Efficient Resources Allocation for Markov Decision Processes

It is desirable that a complex decision-making problem in an uncertain world be adequately modeled by a Markov Decision Process (MDP) whose structural representation is adaptively designed by a parsimonious resources allocation process. Resources include time and cost of exploration, amount of memory and computational time allowed for the policy or value function representation. Concerned about making the best use of the available resources, we address the problem of efficiently estimating where adding extra resources is highly needed in order to improve the expected performance of the resulting policy.
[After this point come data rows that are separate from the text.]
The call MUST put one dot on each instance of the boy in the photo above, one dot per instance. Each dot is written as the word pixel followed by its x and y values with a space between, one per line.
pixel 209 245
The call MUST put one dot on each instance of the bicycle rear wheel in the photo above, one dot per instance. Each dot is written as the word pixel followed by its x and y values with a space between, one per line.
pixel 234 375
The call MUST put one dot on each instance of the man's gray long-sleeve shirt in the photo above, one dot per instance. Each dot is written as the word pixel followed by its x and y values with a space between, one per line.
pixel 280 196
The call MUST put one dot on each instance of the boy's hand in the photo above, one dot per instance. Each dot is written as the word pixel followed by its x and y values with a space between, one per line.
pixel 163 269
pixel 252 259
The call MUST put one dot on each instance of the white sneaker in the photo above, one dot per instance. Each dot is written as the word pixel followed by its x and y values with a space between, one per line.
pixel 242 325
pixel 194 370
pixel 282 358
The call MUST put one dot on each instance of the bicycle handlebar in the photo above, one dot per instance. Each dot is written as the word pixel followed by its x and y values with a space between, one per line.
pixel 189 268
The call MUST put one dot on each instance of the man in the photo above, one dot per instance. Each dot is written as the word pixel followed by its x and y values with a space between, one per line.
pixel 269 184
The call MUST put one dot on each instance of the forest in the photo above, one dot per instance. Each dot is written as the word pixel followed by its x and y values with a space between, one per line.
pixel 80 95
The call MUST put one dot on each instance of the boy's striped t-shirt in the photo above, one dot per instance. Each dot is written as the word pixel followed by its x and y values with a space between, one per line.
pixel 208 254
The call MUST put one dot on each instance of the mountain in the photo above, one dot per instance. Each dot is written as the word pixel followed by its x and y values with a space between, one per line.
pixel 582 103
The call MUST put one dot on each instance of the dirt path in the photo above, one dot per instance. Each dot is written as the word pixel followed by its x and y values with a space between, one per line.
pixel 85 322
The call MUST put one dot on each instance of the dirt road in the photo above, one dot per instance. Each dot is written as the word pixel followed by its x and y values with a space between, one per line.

Possible application in reinforcement learning (RL), when real-world exploration is highly costly, concerns the detection of those areas of the state-space that need primarily to be explored in order to improve the policy. Another application concerns approximation of continuous state-space stochastic control problems using adaptive discretization techniques for which highly efficient grid points allocation is mandatory to survive high dimensionality. Maybe surprisingly these two problems can be formulated under a common framework: for a given resource allocation, which defines a belief state over possible MDPs, find where adding new resources (thus decreasing the uncertainty of some parameters -transition probabilities or rewards) will most likely increase the expected performance of the new policy. To do so, we use sampling techniques for estimating the contribution of each parameter's probability distribution function (pdf) to the expected loss of using an approximate policy (such as the optimal policy of the most probable MDP) instead of the true (but unknown) policy.